Time and again it has been proved that it is not possible to get GPS signals everywhere on Earth. But no worries! Places where GPS can’t reach, now world’s first Quantum compass will be able to do so.
While the dynamic nature of GPS technology has revolutionized a wide-spectrum of fields and re-defied the “where” factor, the technology has many footfalls as well.
Heavily dependent on satellite signals, there can be situations where satellites may give erratic signals due to volatile space environment or tall buildings. Also GPS can be easily spoofed to give a false location, thus leading to major security issues.
Touted to be humanity’s first quantum ‘compass’, the device is independent of satellite-based Global Positioning System (GPS). The project has been funded by the UK Ministry of Defence (MoD) under the UK National Quantum Technologies Programme and the instrument has been built by scientists at the Imperial College in London.
How does quantum compass work?
Particularly useful to navigate autonomous cars or large ships, the quantum compass is totally self-contained. Also known as quantum accelerometer, the instrument gives exact location by using the starting point of an object and measuring how an object’s velocity changes.

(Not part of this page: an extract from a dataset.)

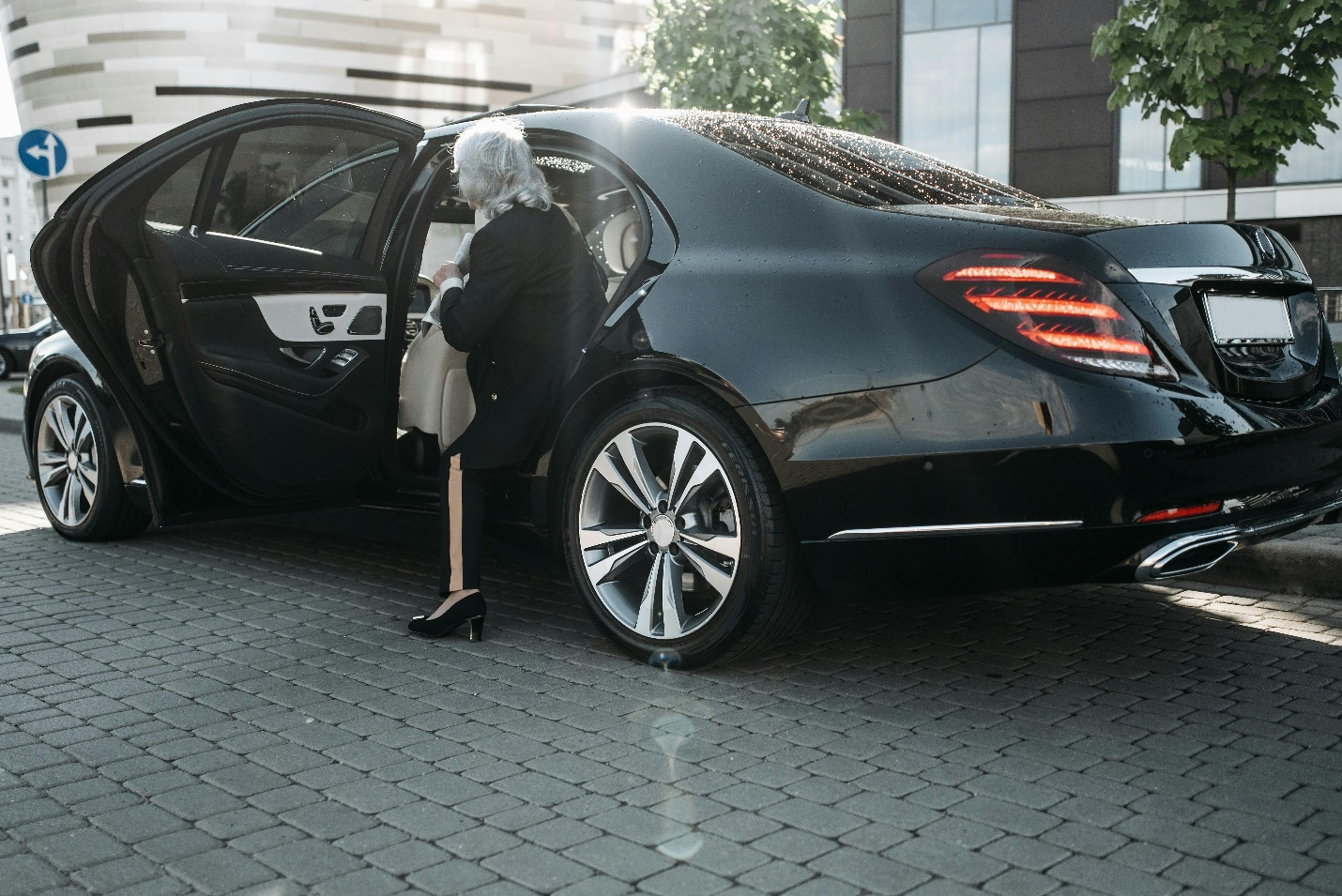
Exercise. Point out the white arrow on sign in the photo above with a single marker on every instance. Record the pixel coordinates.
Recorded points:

Even though accelerometers already exist in mobile phones and laptops, they are not accurate enough and have to be re-calibrated regularly. A quantum device measures how supercooled atoms move at very low temperatures (near absolute zero). At such temperatures, atoms behave in a ‘quantum’ manner, acting simultaneously as both particles and waves, as mentioned by Sputnik News.
The only thing that will dent its impact is the large size of the device. Even though the device is portable but it is too large to be fitted inside a gadget like smartphones.
A boon to astronauts
Another disadvantage of GPS technology is that it cannot be used in space. The reason being GPS signals sent by the satellite can be received on Earth or in low-Earth orbit. Anywhere beyond Earth’s surface it does not work.
Till now NASA has been bypassing this issue and has installed ground transmitters looking upward, so that it can steer the unmanned missions. However, in future manned missions outside our solar systems will a big problem as the radio signals from Earth would take hours to reach the spacecraft even though traveling at the speed of light.
Quantum compass will be a great help in deep space as it would be able to accurately trace the location of a spacecraft.
UK at the forefront
The UK Ministry of Defence has been heavily investing on developing independent navigation devices especially that could be used in nuclear submarines.
The quantum compass will put UK at the forefront of upcoming quantum age. The UK’s promotion of this device showcases a perfect amalgamation of industry and academia that would lead to real-world applications for the betterment of society.
So, does the quantum compass has the true potential to replace GPS? With time the mystery will be unlocked.